Click here for a listing of major differences between the House and Senate versions of the bill.
The appropriations process remains in murky territory. Both houses of Congress have completed — frequently in the Senate without floor consideration — action on the 12 appropriations bills but major disagreements remain. On defense, border wall and taking money from military construction for the border are just two of the major issues.
The new deadline to pass the money bills is November 21, meaning that just before Thanksgiving, the government could shut down without a new agreement.

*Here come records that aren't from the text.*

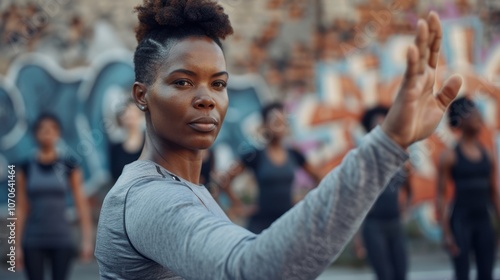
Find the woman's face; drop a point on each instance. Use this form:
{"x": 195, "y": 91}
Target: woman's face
{"x": 188, "y": 100}
{"x": 47, "y": 133}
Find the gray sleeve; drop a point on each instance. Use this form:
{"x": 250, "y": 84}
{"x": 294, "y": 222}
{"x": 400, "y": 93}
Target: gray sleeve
{"x": 168, "y": 225}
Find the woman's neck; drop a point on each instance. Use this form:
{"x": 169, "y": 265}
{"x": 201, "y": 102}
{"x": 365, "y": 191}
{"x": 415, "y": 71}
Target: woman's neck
{"x": 178, "y": 160}
{"x": 468, "y": 140}
{"x": 134, "y": 141}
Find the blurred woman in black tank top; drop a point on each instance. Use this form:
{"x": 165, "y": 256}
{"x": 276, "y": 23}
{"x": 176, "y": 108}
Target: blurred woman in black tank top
{"x": 468, "y": 228}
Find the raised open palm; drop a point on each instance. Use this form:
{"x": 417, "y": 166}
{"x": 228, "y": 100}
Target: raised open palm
{"x": 417, "y": 111}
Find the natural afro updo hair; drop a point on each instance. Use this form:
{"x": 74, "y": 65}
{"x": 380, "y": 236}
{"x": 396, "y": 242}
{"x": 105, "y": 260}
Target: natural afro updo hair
{"x": 163, "y": 22}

There are also widespread predictions that the appropriations bill will eventually be approved as part of a full-year Continuing Resolution, with spending largely kept to the fiscal year 2019 level.
Likely this week or next: bipartisan, bicameral resolutions to denounce President Trump’s decision to withdraw U.S. troops from Syria and away from our alliance with the Syrian Kurds.

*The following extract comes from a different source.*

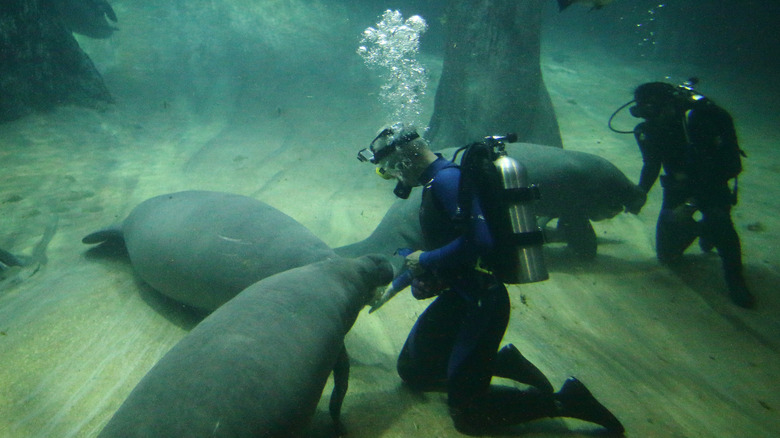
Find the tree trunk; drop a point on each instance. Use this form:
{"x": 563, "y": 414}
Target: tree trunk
{"x": 491, "y": 81}
{"x": 41, "y": 64}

Key Fiscal Year 2020 National Security Bills
Fiscal Year 2020 Defense Appropriations Bill
It is apparent that controversial issues such as the $174 billion add-on in the Overseas Contingency Operations (OCO) budget, spending on the wall with Mexico and the administration’s attempt to raise military spending and cut non-military spending will make it difficult for Congress to agree on an annual budget resolution, the National Defense Authorization Bill or appropriations bills. There are widespread predictions of deadlock and a Continuing Resolution to fund the government for part or all of next fiscal year.
On May 21, the full House Appropriations Committee approved the fiscal year 2020 defense spending bill by a 30-22 vote. The Visclosky (D-IN) Defense Appropriations Subcommittee had marked-up the bill on May 15 by voice vote. The bill provides $690.2 billion in new discretionary spending authority, an increase of $15.8 billion above the fiscal year 2019 enacted level, and $8 billion below the request.
The total includes $622.1 billion in base funding, an increase of $15.6 billion above the fiscal year 2019 enacted level and $88.2 billion above the President’s request. It also includes $68.1 billion for Overseas Contingency Operations, $96.2 billion below the President’s request. The Committee moved $98 billion from OCO to the Pentagon’s base budget, rejecting what it labeled a $98 billion OCO “gimmick,” and bars Pentagon spending to be used for the “wasteful” border wall.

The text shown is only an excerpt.